Cette situation hors de tout contrôle réel explique aussi les liens troubles entre les gestionnaires publics et les mêmes multinationales, Veolia, Suez et la Saur, que l’on retrouve dans l’eau, l’assainissement et les déchets. Au-delà de ces affaires qui défraient la chronique, il faut aussi voir que ces grands organismes publics privilégient des choix industriels productivistes. Le SEDIF a l’intensité capitalistique la plus élevée (des trois principaux distributeurs d’eau en Île-de-France) notait la Chambre régionale des comptes en juillet 2017. Le SIAAP fonctionne avec une méga-usine qui traite à elle seule environ 60% des eaux usées franciliennes. La seconde en traite 20%. Deux usines traitent donc 80% des effluents de 6 millions d’habitant-es! Pour arriver à ce résultat, le SIAAP s’est livré à une véritable course au raccordement pour augmenter le volume d’effluents traités, moyennant des centaines de kilomètres de canalisations. Le SEDIF projette d’interconnecter les différentes usines de production d’eau potable pour un coût évalué à plus de 500 millions d’euros. L’un comme l’autre arrivent aux limites de cette fuite en avant. Pour faire face à l’augmentation des volumes d’eaux pluviales ou relever le défi de la qualité de l’eau, il faut un autre type de solutions, en amont et dans la proximité. des solutions qui ne font pas appel à des installations lourdes et donc n’intéressent pas les industriels.
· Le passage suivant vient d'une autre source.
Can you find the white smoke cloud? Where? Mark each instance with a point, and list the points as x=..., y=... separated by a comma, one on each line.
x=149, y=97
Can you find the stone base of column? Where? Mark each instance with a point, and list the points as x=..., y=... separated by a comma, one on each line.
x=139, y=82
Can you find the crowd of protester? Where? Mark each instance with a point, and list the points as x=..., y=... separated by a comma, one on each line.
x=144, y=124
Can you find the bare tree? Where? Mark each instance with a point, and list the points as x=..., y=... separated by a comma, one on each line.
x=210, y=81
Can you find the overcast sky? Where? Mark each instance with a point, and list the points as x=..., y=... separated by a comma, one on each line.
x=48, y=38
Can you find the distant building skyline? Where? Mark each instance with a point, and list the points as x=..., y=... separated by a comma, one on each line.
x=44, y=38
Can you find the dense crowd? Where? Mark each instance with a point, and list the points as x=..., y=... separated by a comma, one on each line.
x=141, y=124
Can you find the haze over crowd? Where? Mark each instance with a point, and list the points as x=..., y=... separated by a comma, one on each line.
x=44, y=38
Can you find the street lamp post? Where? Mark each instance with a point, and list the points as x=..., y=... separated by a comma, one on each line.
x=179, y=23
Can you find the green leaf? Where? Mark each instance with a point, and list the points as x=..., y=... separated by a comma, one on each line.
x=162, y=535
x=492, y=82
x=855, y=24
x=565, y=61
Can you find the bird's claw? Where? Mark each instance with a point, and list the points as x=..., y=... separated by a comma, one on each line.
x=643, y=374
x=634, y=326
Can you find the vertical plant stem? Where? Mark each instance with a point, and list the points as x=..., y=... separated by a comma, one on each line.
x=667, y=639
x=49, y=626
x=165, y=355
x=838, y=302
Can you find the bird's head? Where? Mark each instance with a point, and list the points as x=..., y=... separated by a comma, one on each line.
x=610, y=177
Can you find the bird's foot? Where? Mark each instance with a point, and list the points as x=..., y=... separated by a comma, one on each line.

C’est une autre raison pour laquelle, s’il faut d’abord que la justice suive son cours et que les corrompus et les corrupteurs soient sévèrement sanctionnés, cela ne suffira pas. Ces syndicats géants doivent être remis en question dans leur structure et dans leur fonctionnement pour faire une place importante à une gestion de proximité, plus écologique et plus démocratique. Plus vite la transition sera engagée, moins son coût sera élevé pour les habitant-es. L’échelle des territoires de la métropole semble de plus en plus pertinente pour aborder les défis actuels. Ainsi dans le domaine de l’eau, nous imaginons volontiers de nouveaux établissements publics à l’échelle humaine, sous le contrôle des citoyen-nes et des élu-es et coopérant entre eux.